A person in the neighborhood called 911. 

“This girl is drunk like so bad,” said the 911 caller.

The dispatcher responded, “Has she said anything about what happened? Does she know what happened?”

The caller replied, “I didn’t even ask her. Michelle, don’t get up. You’re going to fall and hurt yourself okay.”

During the 911 call, the stranger consoled the child. 

“Come here, honey. Come here. It’s fine,” the 911 caller said to the child.

People did not know what to do.

“I’m afraid to let my husband even go in the water ‘cause there’s a gator in there,” the 911 caller told dispatch. 

Sheriff Grady Judd had some candid comments about Snover during a news conference.

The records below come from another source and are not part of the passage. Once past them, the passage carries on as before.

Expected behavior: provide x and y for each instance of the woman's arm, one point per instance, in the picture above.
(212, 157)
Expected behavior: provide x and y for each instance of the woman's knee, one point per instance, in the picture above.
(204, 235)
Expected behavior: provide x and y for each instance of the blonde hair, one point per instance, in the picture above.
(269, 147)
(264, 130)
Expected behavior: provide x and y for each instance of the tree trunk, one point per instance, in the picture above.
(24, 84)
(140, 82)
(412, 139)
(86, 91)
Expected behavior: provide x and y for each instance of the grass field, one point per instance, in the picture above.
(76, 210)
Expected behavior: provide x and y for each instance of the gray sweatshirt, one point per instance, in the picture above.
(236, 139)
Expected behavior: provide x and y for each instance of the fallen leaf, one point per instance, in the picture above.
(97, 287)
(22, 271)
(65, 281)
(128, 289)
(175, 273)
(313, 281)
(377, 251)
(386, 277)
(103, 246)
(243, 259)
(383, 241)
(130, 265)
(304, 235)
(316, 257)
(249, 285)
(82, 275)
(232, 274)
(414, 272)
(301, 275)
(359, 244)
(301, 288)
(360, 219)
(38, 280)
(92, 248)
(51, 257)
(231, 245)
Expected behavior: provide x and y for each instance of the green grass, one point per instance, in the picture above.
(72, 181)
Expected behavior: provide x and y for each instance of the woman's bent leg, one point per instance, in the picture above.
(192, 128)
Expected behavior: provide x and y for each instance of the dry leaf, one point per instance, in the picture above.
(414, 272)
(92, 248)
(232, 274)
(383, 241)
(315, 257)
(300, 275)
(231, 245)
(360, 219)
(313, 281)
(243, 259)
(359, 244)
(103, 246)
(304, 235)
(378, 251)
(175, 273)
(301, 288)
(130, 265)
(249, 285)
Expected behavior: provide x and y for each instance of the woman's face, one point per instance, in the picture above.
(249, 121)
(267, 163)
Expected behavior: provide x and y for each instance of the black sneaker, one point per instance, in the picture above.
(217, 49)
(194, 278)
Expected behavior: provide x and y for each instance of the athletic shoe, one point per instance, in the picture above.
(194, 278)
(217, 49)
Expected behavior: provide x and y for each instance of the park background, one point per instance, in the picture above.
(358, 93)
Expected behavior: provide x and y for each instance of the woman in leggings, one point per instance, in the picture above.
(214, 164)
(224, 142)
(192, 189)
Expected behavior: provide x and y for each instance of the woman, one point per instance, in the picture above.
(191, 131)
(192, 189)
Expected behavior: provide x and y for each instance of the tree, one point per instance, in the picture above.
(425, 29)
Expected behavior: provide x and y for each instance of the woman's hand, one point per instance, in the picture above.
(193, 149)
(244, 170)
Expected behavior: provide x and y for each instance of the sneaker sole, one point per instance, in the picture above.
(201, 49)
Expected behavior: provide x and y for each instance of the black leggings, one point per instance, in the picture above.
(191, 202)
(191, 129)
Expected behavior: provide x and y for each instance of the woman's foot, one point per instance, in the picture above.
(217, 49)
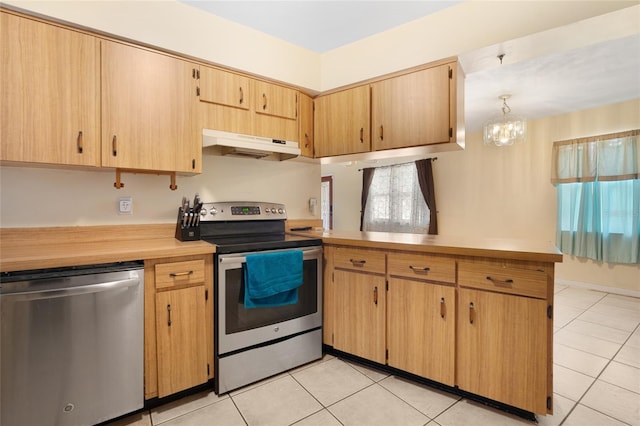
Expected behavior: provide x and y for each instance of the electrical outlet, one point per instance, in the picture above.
(125, 205)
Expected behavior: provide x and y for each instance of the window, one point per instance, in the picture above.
(598, 197)
(395, 202)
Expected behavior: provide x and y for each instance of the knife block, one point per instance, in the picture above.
(186, 232)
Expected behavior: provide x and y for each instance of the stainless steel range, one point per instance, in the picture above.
(254, 342)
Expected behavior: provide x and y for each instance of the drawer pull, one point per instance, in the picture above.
(496, 281)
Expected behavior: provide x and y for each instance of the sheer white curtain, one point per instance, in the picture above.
(395, 202)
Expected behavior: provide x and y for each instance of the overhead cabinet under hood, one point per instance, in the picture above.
(218, 142)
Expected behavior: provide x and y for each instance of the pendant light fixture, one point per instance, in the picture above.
(505, 129)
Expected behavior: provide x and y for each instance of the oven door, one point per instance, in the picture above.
(239, 328)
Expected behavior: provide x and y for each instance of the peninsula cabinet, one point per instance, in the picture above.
(412, 109)
(149, 107)
(50, 90)
(178, 324)
(342, 122)
(360, 299)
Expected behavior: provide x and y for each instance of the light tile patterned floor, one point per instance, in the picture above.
(596, 382)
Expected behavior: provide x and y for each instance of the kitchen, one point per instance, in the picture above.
(153, 202)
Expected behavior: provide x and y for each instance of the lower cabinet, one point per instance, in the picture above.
(178, 324)
(421, 329)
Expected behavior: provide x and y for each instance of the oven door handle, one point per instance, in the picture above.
(307, 253)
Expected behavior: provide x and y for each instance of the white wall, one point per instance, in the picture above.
(506, 192)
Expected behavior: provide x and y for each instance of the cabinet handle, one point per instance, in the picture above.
(114, 146)
(496, 281)
(79, 142)
(179, 274)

“Michelle, for all the wonderful things you do in the emergency room and — you truly are a person that saves lives — you know better,” Judd said. 

The sheriff said Snover sounded confused and claimed she could drive even after the crash. 

“She didn’t recognize she was intoxicated out of her mind or that she was not capable of driving. She didn’t know here she was,” Judd said.

Scripps station WFTS in Tampa contacted Lakeland Regional Health regarding Snover.

Jennifer Audette, the Lakeland Regional Health Manager of Editorial Services responded with the following statement: 

“We do not comment on personnel matters. Lakeland Regional Health’s policy requires a registered nurse to report such an incident to the Board of Nursing, comply with Board review, and be fit for duty.”

It's unclear if Snover has a lawyer.